En effet, pour ce qui est des sentences du CIRDI, l'article 53
de la Convention de Washington oblige l'Etat contractant à renoncer
à son immunité de juridiction. Dès lors, le CIRDI reste
seul pour juger le différend. Mais, cette convention semble avoir
atténuée le principe de la force obligatoire des sentences
arbitrales, par l'octroi aux Etats, de l'immunité d'exécution de
ces sentences. Ainsi, l'exécution des sentences CIRDI dépend du
droit interne de chaque Etat.
A titre d'exemple, un arrêt remarqué de la Cour
de Cassation française a affirmé que par la clause
compromissoire, « l'Etat étranger, qui s'est soumis à la
juridiction des arbitres a, par là même, accepté que leur
sentence puisse être revêtue de l'exequatur ».

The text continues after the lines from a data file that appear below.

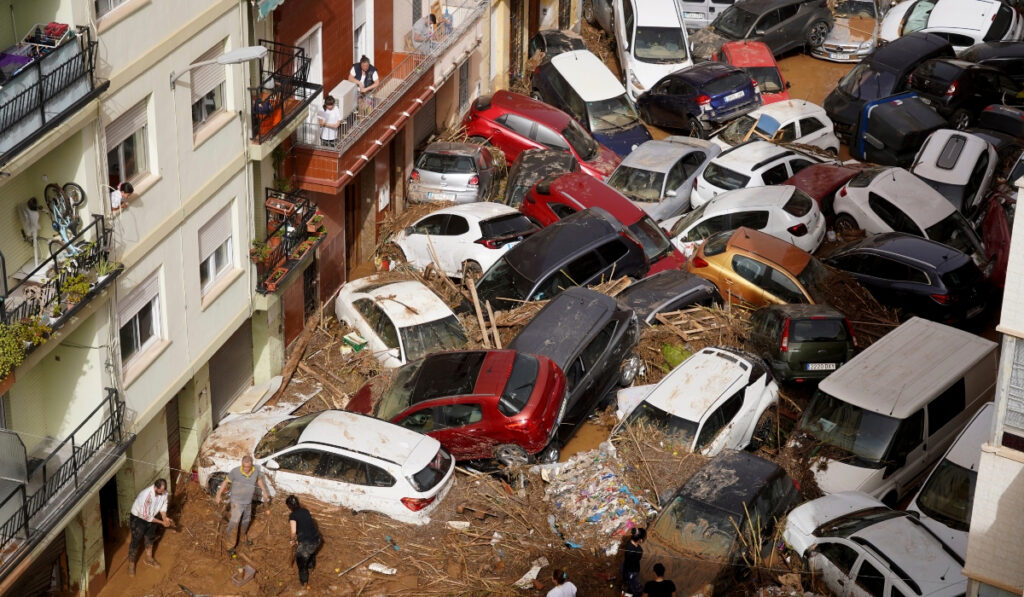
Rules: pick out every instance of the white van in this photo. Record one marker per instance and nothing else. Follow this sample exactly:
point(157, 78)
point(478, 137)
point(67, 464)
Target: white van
point(887, 415)
point(946, 499)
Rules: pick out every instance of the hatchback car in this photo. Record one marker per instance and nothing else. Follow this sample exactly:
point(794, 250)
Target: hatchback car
point(792, 121)
point(658, 175)
point(584, 248)
point(781, 25)
point(580, 84)
point(340, 458)
point(758, 269)
point(591, 339)
point(550, 201)
point(801, 342)
point(478, 403)
point(699, 97)
point(464, 240)
point(458, 172)
point(916, 275)
point(514, 123)
point(696, 535)
point(399, 321)
point(710, 402)
point(856, 545)
point(784, 212)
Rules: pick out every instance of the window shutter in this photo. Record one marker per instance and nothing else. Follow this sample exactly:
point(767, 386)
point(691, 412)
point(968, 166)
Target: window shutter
point(126, 125)
point(206, 79)
point(214, 233)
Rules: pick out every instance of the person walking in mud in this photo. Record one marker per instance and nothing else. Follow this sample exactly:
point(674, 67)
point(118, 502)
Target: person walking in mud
point(305, 539)
point(148, 511)
point(243, 480)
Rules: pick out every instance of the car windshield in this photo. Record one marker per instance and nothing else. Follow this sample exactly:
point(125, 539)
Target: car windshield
point(948, 495)
point(282, 435)
point(582, 142)
point(692, 527)
point(659, 45)
point(734, 23)
point(863, 436)
point(443, 334)
point(611, 114)
point(637, 183)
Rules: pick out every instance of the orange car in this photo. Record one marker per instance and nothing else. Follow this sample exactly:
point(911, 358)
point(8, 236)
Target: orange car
point(756, 268)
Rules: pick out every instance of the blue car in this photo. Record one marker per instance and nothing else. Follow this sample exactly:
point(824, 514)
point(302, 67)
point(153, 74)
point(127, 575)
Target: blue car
point(700, 97)
point(580, 84)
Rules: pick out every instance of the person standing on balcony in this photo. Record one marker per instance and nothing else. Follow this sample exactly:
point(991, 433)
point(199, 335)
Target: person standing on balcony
point(148, 510)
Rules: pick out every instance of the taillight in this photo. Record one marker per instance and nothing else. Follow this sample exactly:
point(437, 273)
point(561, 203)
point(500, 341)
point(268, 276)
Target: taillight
point(417, 504)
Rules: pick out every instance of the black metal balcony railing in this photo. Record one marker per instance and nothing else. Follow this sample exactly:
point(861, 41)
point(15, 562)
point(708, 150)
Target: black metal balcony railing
point(43, 288)
point(53, 484)
point(284, 92)
point(46, 91)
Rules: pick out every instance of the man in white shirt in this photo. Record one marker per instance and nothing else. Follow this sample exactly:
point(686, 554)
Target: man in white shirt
point(150, 504)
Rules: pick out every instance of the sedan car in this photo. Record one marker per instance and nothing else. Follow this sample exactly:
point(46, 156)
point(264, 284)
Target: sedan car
point(514, 123)
point(458, 172)
point(399, 321)
point(658, 175)
point(478, 403)
point(339, 458)
point(856, 545)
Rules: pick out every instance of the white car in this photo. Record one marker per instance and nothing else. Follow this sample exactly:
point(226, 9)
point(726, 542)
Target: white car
point(946, 498)
point(650, 40)
point(400, 321)
point(340, 458)
point(958, 165)
point(783, 211)
point(757, 163)
point(887, 200)
point(712, 400)
point(858, 547)
point(792, 121)
point(963, 23)
point(464, 240)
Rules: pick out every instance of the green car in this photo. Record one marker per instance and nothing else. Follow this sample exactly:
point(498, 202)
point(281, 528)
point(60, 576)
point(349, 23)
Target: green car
point(801, 342)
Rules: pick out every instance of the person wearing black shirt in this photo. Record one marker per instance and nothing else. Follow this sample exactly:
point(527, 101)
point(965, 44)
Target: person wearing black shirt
point(305, 538)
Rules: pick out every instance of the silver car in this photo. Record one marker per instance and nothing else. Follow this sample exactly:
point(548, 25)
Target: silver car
point(456, 172)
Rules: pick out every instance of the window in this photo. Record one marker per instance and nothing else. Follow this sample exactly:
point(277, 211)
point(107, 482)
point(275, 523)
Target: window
point(126, 146)
point(139, 320)
point(215, 250)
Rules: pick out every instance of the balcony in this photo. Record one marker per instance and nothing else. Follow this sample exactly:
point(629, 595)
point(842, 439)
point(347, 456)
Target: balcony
point(283, 96)
point(45, 80)
point(294, 229)
point(39, 488)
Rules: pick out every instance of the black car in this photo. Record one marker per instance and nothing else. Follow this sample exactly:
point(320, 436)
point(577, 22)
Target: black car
point(781, 25)
point(881, 75)
point(666, 292)
point(960, 90)
point(578, 250)
point(589, 336)
point(531, 166)
point(695, 536)
point(916, 275)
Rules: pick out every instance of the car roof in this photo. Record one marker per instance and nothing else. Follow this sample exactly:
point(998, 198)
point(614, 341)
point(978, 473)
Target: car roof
point(730, 480)
point(561, 328)
point(897, 374)
point(588, 76)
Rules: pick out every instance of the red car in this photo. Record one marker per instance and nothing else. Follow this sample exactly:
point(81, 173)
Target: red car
point(556, 197)
point(756, 58)
point(514, 123)
point(478, 403)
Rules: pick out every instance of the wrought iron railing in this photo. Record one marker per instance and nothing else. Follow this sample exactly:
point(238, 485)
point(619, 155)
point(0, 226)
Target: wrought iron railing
point(43, 289)
point(284, 92)
point(66, 468)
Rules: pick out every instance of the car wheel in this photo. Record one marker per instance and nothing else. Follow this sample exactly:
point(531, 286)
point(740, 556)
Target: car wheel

L'article 54.3 de la même convention stipule que «
L'exécution est régie par la législation concernant
l'exécution des jugements en vigueur dans l'Etat sur le territoire
duquel on cherche à y procéder ». Et l'article 55
précise qu' « Aucune des dispositions de l'article ne peut
être interprétée comme faisant exception au droit en
vigueur dans un Etat contractant concernant l'immunité
d'exécution dudit Etat ou d'un Etat étranger ». Cet article
n'interdit donc pas, à l'Etat condamné par un tribunal CIRDI,
d'invoquer son immunité d'exécution devant les tribunaux
étrangers où le bénéficiaire de la sentence cherche
à exécuter celle-ci.
Dans un premier temps, tant les tribunaux d'Etats de droit
civil que ceux des Etats de Common Law ont affirmé le caractère
absolu de l'immunité d'exécution. Par la suite,
l'évolution des droits nationaux a été marquée par
l'adoption de la théorie de l'immunité restreinte, qui
réduit considérablement le privilège de l'Etat. Cependant,
cette reconnaissance par certains Etats de limites au principe de
l'immunité d'exécution n'a pas été
accompagnée de la définition des critères propres à
en assurer le respect.
Le problème s'est posé dans les mêmes
termes relativement à la question de l'extension de l'immunité
d'exécution aux démembrements de l'Etat. Pour résoudre
cette question, les tribunaux étatiques se sont, à l'origine,
surtout préoccupés d'analyser le statut de l'auteur de l'acte et
non, comme le propose Mme Pingel-Lenuzza, la nature des biens à
saisir.
Une chose demeure acquise cependant, c'est la
possibilité pour l'Etat de renoncer à son immunité
d'exécution : dans une telle hypothèse, l'Etat concerné
accepte que ses biens puissent être saisis hors de son territoire. On a
considéré que cette renonciation de l'Etat à son
immunité d'exécution est un tempérament volontairement
consenti par celui-ci au jeu de cette immunité. Cette renonciation peut,
en principe, intervenir avant ou après la naissance du litige et prendre
la forme soit d'une clause incluse dans un contrat, soit d'une disposition
insérée dans une convention bilatérale ou
multilatérale.
Reste que le champ d'application de l'immunité
d'exécution n'est pas clairement défini dans les divers droits
nationaux, même si l'on pose en principe la distinction entre les biens
affectés à des fins de souveraineté et ceux qui ne le sont
pas : les seconds sont susceptibles de saisie, les premiers ne le sont pas. Ce
principe est complété par une série de règles,
généralement nationales, plus spécifiques et qui
permettent aux Etats selon des considérations d'opportunité,
d'idéologie ou d'organisation sociale de prendre en compte, de
manière plus ou moins favorable, les intérêts de la partie
privée ou ceux de la partie étatique.
Selon un auteur qui cite une décision
américaine, le Tribunal du District Sud de New York dans l'affaire Letco
avait décidé que le Liberia avait renoncé à son
immunité d'exécution en signant une clause d'arbitrage CIRDI.